Wilf was still adjusting his picture of the incident. “But Wynstan says you humiliated him in front of others.”
“A thief who is caught red-handed will naturally feel humiliated.”
“I suppose so.”
“His remedy is to stop stealing, isn’t it?”
“It is.” Wilf smiled, and Ragna saw that she had successfully negotiated a difficult conversation. He added: “Wynstan may have met his match at last.”
“Oh, I’m not his rival,” she said, knowing it was the opposite of the truth. But the conversation had gone far enough and ended well, so she changed the subject. “Tell me about your adventures. Did you teach the Welsh a hard lesson?”
“I did, and I brought back a hundred captives to sell as slaves. We’ll make a small fortune.”
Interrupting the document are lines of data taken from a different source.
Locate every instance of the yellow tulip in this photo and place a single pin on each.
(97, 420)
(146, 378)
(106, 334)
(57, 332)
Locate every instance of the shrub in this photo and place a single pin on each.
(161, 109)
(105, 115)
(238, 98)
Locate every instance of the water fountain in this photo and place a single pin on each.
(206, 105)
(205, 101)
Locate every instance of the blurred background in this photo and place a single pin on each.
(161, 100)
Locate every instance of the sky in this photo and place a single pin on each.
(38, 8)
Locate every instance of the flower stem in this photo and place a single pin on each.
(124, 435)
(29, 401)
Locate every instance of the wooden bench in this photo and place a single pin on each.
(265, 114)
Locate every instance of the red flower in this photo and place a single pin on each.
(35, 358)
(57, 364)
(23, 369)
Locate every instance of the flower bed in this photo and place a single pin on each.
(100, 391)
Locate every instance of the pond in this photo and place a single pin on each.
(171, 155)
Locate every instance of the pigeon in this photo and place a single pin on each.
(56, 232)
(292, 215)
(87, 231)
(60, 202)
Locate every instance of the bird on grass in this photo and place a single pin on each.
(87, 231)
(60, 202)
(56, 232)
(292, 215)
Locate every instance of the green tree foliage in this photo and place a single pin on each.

“Well done,” said Ragna, but she did not mean it. Slavery was an aspect of English life that she found difficult. It had just about died out in Normandy, but here it was normal. There were a hundred or more slaves in Shiring, and several of them lived and worked in the compound. Many did dirty jobs, removing dunghills and cleaning stables, or heavy laboring such as digging ditches and carrying timber. No doubt the younger ones served in the town’s brothels, although Ragna did not know from personal experience because she had never been inside one of those houses. Slaves were not generally kept in chains. They could run away, and some did, but they were easily identifiable, dressed as they were in rags, without shoes, and speaking in strange accents. Most runaways were caught and brought back, and a reward was paid by the owner.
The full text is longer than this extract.